The rates of “good” (upper panel), “fair” (middle panel), and “poor” (lower panel) cosmesis are plotted vs. biologically equivalent doses with α/β=3 (BED₃₎. The % good/fair/poor cosmesis vs BED₃ is plotted for brachytherapy (BT, left column), external beam radiation therapy (EBRT, center column), and both techniques co-plotted (right column). The cosmetic outcomes for BT and EBRT were similar up to BED₃ of ~100 Gy (as evidenced by overlapping 95% confidence intervals), which is equivalent to about 64 Gy/32 fractions, 55 Gy/20 fractions, 50 Gy/15 fractions. Neither technique was associated with poor cosmetic outcomes, independent of the dose or fractionation. At higher BED₃s, e.g. 35 Gy/5 fractions, or BED₃ of 120 Gy, BT was associated with higher likelihood of good cosmesis vs. fair cosmesis.

Overall, with increasing BED₃, there was a decreasing frequency of “good” cosmesis for EBRT and increasing frequency of “fair” cosmesis. Percent change in cosmesis vs 10 Gy change in BED (slope) of the linear regression for “good” cosmesis in EBRT was -2.5%, p=0.121. Percent change in cosmesis vs 10 Gy change in BED of the linear regression for “good” cosmesis in BT was 2.8%, p=0.002. Slope of the linear regression for “fair” cosmesis in EBRT was 3.2%, p=0.068. Slope of the linear regression for “fair” cosmesis in BT was -1.7%, p=0.010. “Poor” cosmesis was noted in <10% of patients for EBRT and BT for any BED₃ (p>0.05).

The most common late toxicities noted were hyperpigmentation and telangiectasias. There were no reports of ulceration or necrosis. There were no Grade 4-5 toxicities or any surgical intervention necessary to correct late toxicity. There was no evidence of increased toxicity for higher doses or more hypofractionated schedules (Figure 1, lower panel).

Outcomes

Overall, LR was <7% for both EBRT and BT at one year; there was too few events to evaluate BT at a longer time point. The 1-year and 5-year LR percentages of individual studies, as well as cosmesis and fractionation regimens, are listed in Tables 2 and 3. The 1- year LR rate was typically <10% for any fractionation regimen. The 5-year LR rate was <20% for any fractionation regimen, and only one study using BT reported these long-term outcomes.

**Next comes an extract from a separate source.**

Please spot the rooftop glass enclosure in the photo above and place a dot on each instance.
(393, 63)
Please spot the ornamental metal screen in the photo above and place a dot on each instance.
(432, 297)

The median 1 year LR rate was 2% (IQR: 1-5%) and the 5-year LR rate was 14% (IQR: 7-14%) for all fractionation regimens. For EBRT, the median 1 year and 5 year LR rates were 3% (IQR: 1-6%) and 14% (IQR 6-15%), respectively. For BT, the median 1 year and 5 year LR rates were 0% (IQR: 0-0%) and 2% (IQR: 2-2%), respectively.

DISCUSSION

EBRT and BT (historically delivered with Ir-192) are treatment options for BCCs and SCCs of the skin. eBT has had a dramatic increase in use since 2010, and the NCCN guidelines state that there is insufficient evidence for its use [5]. Despite the stance of the NCCN, no studies comparing the EBRT vs BT (with Ir-192 or eBT) have been published. We performed the first meta-analysis to compare cosmesis and tumor control of EBRT and BT. We found that the rate of “good” cosmesis is improved with BT over EBRT when using common fractionation regimens of 64 Gy/32 fractions, 55 Gy/20 fractions, 50 Gy/15 fractions, which are also endorsed by the NCCN [5]. Among fractionation regimens with higher dose, cosmesis appears to also be superior with BT.

EBRT has been available as a treatment option for indolent skin cancers not amenable to extirpation for longer than BT; thus, data supporting its use for BCC and SCC are more robust. As such, only 6% of patients from studies that met the inclusion criteria were treated with Ir-192 BT [12,18,19,43–45]. Despite this discrepancy, fractionation regimens and median follow-up times were similar between EBRT and BT studies. Three of six BT studies included in our meta-analysis reported median follow-up times of ≤12 months [12,19,44]. Other eBT studies in the studies that did not meet inclusion criteria for this analysis similarly had shorter follow-up times of 10 and 12 months [46,47].

Cancer recurrence rates were similar between EBRT and Ir-192 BT, although most of the included Ir-192 BT studies lacked 5-year LR. Recurrence for skin tumors is best captured when follow-up extends to 4 years [16]. Several studies using EBRT also report a 6-fold increase in LR at 5 years [16,27]. We encourage investigators of eBT to similarly report long-term outcomes of this new technology.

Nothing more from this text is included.